Year: Team; Games; Tackles; Interceptions; Fumbles
GP: GS; Cmb; Solo; Ast; Sck; TFL; Int; Yds; TD; Lng; PD; FF; FR; Yds; TD
2002: NOR; 16; 6; 37; 30; 7; 7.0; 10; 0; 0; 0; 0; 4; 4; 1; 34; 1
2003: NOR; 16; 16; 61; 48; 13; 10.0; 11; 0; 0; 0; 0; 7; 4; 0; 0; 0
2004: NOR; 16; 16; 80; 66; 14; 10.5; 19; 1; 8; 0; 8; 7; 3; 1; 0; 0
2005: NOR; 16; 14; 62; 44; 18; 2.5; 5; 0; 0; 0; 0; 2; 1; 1; 23; 0
2006: NOR; 16; 16; 65; 50; 15; 6.0; 6; 0; 0; 0; 0; 5; 3; 2; 0; 0
2007: NOR; 14; 14; 48; 39; 9; 2.5; 5; 0; 0; 0; 0; 2; 1; 0; 0; 0
2008: NOR; 8; 8; 33; 27; 6; 3.0; 4; 0; 0; 0; 0; 2; 0; 0; 0; 0
2009: NOR; 16; 16; 44; 31; 13; 5.5; 6; 0; 0; 0; 0; 2; 1; 0; 0; 0
118; 106; 430; 335; 95; 47.0; 66; 1; 8; 0; 8; 31; 17; 5; 57; 1

===Playoffs===

Year: Team; Games; Tackles; Interceptions; Fumbles
GP: GS; Cmb; Solo; Ast; Sck; TFL; Int; Yds; TD; Lng; PD; FF; FR; Yds; TD
2006: NOR; 2; 2; 5; 4; 1; 0.0; 1; 0; 0; 0; 0; 0; 0; 0; 0; 0
2; 2; 5; 4; 1; 0.0; 1; 0; 0; 0; 0; 0; 0; 0; 0; 0

==Legal troubles==
Grant was indicted on a charge of involuntary manslaughter stemming from a February 2008 altercation at a nightclub in which a pregnant woman was shot to death outside a Blakely, Georgia nightclub.

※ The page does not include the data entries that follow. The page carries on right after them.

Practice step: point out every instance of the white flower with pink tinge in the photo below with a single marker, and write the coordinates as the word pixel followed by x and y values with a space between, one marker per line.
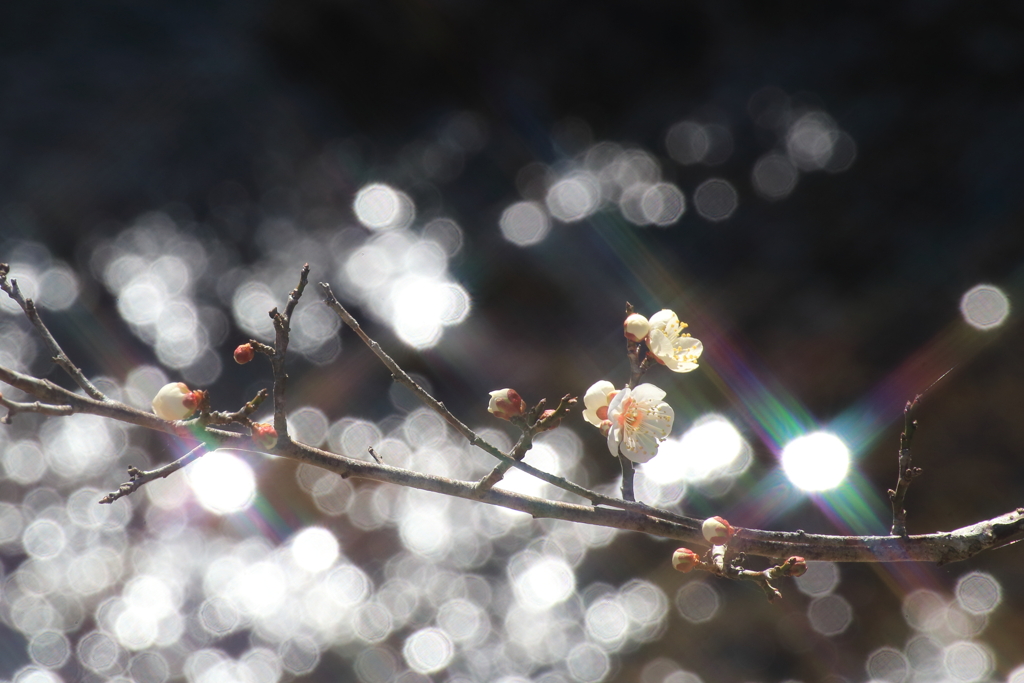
pixel 639 421
pixel 670 345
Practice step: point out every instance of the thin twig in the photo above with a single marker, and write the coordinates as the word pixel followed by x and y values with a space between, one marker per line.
pixel 137 478
pixel 282 326
pixel 45 409
pixel 906 472
pixel 56 353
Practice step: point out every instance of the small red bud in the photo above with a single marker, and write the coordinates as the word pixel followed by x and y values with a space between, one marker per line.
pixel 244 353
pixel 796 566
pixel 684 559
pixel 506 403
pixel 717 530
pixel 264 435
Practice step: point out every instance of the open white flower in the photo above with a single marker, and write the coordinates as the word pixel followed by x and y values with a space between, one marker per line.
pixel 671 346
pixel 596 400
pixel 639 421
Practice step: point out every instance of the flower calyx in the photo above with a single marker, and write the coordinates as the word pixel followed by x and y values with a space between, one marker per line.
pixel 717 530
pixel 264 435
pixel 685 560
pixel 244 353
pixel 506 403
pixel 177 401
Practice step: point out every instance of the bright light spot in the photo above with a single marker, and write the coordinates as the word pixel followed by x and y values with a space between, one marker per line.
pixel 58 288
pixel 524 223
pixel 985 306
pixel 816 462
pixel 968 662
pixel 43 539
pixel 543 583
pixel 716 200
pixel 588 664
pixel 697 601
pixel 573 198
pixel 774 176
pixel 428 650
pixel 607 622
pixel 810 140
pixel 308 425
pixel 663 204
pixel 821 579
pixel 222 482
pixel 251 303
pixel 464 622
pixel 378 206
pixel 49 648
pixel 314 549
pixel 830 614
pixel 978 593
pixel 887 664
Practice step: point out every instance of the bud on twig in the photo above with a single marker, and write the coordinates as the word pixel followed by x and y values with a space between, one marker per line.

Korynda Reed, 23, and her unborn fetus died after being taken to the Southeast Alabama Medical Center in Dothan after the fight early in the morning of February 3, 2008. Grant has said that he was neither an instigator nor a participant in the fight. Grant was arraigned on August 15, 2008. The criminal case was resolved in May 2010 when Grant pleaded guilty to a charge of public affray, he was assessed a $1,000 fine and a year's probation, and ordered to pay $20,000 for the cost of the investigation by the sheriff's office; the more serious involuntary murder charge was dismissed. Grant still faced a civil suit by the family of the victim.